Many related and unrelated symptoms began to surface- the most difficult being chronic nerve/muscle/bone pain, mitochondrial damage and myopathy, chronic fatigue syndrome, chromic Lyme, maybe chronic EBV virus, gastrointestinal dysmotility, hypermobility and connective tissue laxity/potentially Ehlers Danlos syndrome, joint swelling and reddening consistent with autoimmune disease markers for diseases such as Lupus and Rheumatoid Arthritis, elevated Cam Kinase autoantibodies indicative of an autoimmune response at the basal ganglia and accompanying OCD behaviors, elevated CD20+ immune cells and SED rate, IgG subclass 3 deficiency with consistently and significantly elevated IgM, genetic mutations in her mitochondrial and nuclear genome along with compromising mutations indicated by a Detoxigenomic Profile, albeit Penn genetics determined mostly “variants of unknown significance”, elevated levels of voltage gated calcium channels antibodies, sweat gland biopsy revealed decreed innervation of autonomic nerves, all this among other various things.

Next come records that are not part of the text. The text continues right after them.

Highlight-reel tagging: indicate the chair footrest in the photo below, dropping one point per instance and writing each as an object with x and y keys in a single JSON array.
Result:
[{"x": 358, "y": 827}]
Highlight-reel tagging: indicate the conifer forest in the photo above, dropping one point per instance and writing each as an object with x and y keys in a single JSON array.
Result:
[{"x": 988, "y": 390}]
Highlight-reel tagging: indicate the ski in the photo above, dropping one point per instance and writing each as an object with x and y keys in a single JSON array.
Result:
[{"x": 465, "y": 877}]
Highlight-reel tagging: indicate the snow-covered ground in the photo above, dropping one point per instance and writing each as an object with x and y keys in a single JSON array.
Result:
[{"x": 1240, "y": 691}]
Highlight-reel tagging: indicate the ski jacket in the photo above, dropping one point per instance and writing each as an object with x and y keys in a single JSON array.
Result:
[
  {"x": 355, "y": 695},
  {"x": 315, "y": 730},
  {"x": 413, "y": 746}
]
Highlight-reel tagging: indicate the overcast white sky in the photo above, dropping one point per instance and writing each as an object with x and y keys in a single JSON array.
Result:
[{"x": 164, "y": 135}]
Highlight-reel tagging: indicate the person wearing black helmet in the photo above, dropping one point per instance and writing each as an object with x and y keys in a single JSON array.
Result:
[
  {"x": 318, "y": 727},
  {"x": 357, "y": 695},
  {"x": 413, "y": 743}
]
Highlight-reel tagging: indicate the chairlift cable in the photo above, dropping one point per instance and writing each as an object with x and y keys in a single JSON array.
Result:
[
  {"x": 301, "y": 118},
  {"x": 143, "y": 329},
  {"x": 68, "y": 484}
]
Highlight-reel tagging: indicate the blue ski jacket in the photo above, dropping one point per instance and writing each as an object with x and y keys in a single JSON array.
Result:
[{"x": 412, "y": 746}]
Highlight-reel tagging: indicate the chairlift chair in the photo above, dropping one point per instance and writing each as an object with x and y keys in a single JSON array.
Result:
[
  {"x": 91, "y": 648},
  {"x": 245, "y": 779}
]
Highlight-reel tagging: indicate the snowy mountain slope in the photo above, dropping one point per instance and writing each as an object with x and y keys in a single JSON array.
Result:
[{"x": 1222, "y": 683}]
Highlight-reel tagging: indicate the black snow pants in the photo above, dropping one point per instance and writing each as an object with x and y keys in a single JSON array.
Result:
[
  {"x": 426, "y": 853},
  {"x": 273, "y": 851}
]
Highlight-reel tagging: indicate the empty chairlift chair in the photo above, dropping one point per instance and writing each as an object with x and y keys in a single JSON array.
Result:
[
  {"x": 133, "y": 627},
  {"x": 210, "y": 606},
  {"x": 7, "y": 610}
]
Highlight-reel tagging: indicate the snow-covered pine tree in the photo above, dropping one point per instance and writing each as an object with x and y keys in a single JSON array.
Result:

The complexity and variety of her disorder has been staggering. She has seen at least ten neurologists, four rheumatologists, an endocrinologist, eight orthopedics, six gastroenterologists, a cardiologist, five geneticists, and numerous integrative/functional doctors. She has had biopsies, MRIs, CAT scans, urine analyses, stool sample testing, and over 150 blood tests at CHOP, Penn, Hopkins, Toledo Clinic, Mayo, etc. She does not like taking artificial drugs, as she recognizes how harmful they are in disabling the natural healing mechanisms of the body and resulting in mineral and vitamin deficiencies, as well as unwanted and uncomfortable side effects. She wants to find relief, and ultimately a cure, but has tried a plethora of pain medications with no abatement. At the suggestion of some of the doctors , and as warranted by emergent food allergies, she has been on a strict vegan diet, lactose-free, gluten-free for a number of years. She has tried plasmapheresis and IVIG treatments at Hahnemann Hospital to attempt to thwart the autoimmune aspect, but nothing has offered reprieve from her constant suffering. At the encouragement of friends, profession and “lay-persons” alike, Francie plans to go to the Paracelsus Klinik of Dr. Rau outside of Zurich, Switzerland in hopes of gaining knowledge and receiving treatments for relief as none has been available through her care in the States to date. Francie’s resiliency has been remarkable, but she insists it has only been made possible for her to fight this long and hard because of faith in God’s goodness and the unending care and concern from dedicated family and friends. She could never have gotten this far without you, so for that we thank you from the bottom of our heart.